Ping
This author should really learn more about sedevacantist views before opining on/making statements that involve them.
Uhh, this has been tried several times. Generally wound up with two popes, and if I remember right, sometimes three or four at a time, all claiming to hold the Keys of Peter.
Piffle!
All popes have been human and “of the flesh”.
Everyone, even any assigned the position of “Il Papa” has been heretical, just ask Paul.
Tilting at windmills; nothing to see here folks.
John Lockes opposition to the divine right of kings was an aspect of this issue. The divine right of kings was not a medieval doctrine, though it did go back to oriental despotism, to the divinization of Alexander the Great and the Roman emperors. Authority came directly to the king, not through the people, as the Aristotelian mind had it. Divine right was designed to protect the king from assassination by elevating him to a divine status.
IMO the core issue is that of delegated vs absolute authority. If authority is delegated, then it can be rescinded by the grantor. If authority is conferred and rendered absolute, then it cannot be revoked. Protestants and Western Civilization leans towards the former. Catholicism leans toward the latter with regards to popes, bishops, and priests.

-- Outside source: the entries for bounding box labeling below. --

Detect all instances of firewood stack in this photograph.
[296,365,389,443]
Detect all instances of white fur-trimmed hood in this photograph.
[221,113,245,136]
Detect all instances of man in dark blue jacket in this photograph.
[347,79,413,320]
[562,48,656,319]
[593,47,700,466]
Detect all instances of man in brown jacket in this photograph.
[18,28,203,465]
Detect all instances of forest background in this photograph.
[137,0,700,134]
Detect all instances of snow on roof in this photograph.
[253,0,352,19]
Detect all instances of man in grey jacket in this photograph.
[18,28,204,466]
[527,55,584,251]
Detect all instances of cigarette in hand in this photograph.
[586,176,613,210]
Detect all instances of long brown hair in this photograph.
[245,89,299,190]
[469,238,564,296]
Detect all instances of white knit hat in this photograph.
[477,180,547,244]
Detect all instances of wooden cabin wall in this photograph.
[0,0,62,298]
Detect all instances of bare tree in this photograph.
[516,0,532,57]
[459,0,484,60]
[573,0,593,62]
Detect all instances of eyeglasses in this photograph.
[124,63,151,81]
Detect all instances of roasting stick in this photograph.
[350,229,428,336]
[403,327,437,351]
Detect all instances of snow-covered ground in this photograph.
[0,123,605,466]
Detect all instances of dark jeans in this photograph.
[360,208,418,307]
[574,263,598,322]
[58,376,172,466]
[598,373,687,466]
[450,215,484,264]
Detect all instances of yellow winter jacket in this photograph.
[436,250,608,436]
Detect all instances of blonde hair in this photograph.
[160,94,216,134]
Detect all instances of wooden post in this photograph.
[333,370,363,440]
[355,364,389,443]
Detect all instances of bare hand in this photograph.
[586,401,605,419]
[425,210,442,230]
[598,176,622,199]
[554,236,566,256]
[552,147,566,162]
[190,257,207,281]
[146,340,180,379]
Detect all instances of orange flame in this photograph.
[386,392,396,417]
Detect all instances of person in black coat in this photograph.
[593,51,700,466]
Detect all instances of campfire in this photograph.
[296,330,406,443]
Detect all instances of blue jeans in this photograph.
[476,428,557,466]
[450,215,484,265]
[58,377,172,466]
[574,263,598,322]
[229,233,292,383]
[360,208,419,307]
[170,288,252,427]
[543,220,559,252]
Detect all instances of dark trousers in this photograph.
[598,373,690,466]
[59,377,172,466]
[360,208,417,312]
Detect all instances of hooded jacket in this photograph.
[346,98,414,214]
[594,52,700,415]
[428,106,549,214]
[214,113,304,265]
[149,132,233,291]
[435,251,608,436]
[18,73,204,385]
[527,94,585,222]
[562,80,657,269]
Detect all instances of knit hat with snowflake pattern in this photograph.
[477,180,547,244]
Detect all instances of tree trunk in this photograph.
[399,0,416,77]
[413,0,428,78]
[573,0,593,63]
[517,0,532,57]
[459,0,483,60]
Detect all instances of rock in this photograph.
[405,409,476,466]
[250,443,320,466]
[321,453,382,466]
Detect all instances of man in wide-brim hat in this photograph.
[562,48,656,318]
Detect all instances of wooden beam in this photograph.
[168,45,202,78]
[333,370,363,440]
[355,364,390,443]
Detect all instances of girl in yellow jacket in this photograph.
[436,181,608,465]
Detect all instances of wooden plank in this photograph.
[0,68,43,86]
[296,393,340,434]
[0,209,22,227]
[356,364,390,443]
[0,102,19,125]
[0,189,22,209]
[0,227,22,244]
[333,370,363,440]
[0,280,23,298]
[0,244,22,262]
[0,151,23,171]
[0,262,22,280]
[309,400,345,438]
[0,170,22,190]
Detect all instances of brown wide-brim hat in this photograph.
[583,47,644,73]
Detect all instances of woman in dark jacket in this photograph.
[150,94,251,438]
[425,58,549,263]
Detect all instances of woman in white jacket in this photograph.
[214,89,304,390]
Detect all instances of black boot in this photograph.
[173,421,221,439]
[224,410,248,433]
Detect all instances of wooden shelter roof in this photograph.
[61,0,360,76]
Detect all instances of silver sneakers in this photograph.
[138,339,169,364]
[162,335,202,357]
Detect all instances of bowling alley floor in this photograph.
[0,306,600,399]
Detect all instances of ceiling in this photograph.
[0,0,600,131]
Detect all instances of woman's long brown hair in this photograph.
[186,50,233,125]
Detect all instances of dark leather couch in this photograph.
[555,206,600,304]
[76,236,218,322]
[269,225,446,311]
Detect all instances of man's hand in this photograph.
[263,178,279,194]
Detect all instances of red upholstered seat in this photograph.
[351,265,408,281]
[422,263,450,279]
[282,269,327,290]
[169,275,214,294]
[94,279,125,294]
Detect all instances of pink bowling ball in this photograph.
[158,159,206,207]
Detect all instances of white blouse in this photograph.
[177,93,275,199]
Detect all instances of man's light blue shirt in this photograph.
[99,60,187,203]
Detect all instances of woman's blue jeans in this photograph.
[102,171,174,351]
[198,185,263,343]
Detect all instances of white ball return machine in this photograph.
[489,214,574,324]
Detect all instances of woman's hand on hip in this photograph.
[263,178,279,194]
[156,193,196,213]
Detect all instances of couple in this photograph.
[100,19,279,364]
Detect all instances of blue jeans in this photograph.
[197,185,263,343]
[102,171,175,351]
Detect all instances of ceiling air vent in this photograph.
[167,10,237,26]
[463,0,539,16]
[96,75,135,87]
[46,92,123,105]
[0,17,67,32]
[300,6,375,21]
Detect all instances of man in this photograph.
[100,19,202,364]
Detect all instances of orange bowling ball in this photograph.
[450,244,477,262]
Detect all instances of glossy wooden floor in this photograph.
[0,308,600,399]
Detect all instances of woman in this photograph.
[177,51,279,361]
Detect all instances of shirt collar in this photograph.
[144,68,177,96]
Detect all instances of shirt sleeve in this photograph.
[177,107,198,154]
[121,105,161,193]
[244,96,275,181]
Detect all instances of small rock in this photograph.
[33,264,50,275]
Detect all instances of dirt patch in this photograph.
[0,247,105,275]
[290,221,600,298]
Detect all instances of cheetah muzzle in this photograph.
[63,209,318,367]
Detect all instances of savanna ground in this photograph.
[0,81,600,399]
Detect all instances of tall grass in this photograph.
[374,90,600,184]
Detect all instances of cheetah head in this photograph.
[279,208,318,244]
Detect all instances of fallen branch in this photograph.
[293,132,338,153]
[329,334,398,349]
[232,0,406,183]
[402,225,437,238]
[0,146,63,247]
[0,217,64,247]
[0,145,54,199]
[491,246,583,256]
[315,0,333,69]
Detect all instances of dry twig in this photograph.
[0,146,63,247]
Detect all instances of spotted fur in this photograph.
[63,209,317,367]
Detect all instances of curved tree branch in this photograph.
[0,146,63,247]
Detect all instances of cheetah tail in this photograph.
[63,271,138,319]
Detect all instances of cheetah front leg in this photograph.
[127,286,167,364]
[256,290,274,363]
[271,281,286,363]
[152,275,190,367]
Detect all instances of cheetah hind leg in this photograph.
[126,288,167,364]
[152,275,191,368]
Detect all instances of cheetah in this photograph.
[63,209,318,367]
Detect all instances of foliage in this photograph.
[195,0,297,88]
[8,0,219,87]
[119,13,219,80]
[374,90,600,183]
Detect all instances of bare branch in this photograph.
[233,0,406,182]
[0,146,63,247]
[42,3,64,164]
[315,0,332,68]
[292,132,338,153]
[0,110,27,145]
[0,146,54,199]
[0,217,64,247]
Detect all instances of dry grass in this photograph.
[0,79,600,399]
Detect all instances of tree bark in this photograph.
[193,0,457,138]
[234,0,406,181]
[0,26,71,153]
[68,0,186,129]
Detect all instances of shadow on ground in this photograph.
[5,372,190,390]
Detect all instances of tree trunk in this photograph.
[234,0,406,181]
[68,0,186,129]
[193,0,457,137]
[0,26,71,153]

Pope Honorius I of Rome was anathematized as a monothelite heretic by the Sixth Ecumenical Council.
From the eighth through the eleventh century, all Popes of Rome in their oath of office confirmed the council’s anathema. Somehow when the Patriarchate of Rome left the communion of the Holy Orthodox Church, this custom ceased, and the pretense that no Pope of Rome had ever been a heretic, became established in the West.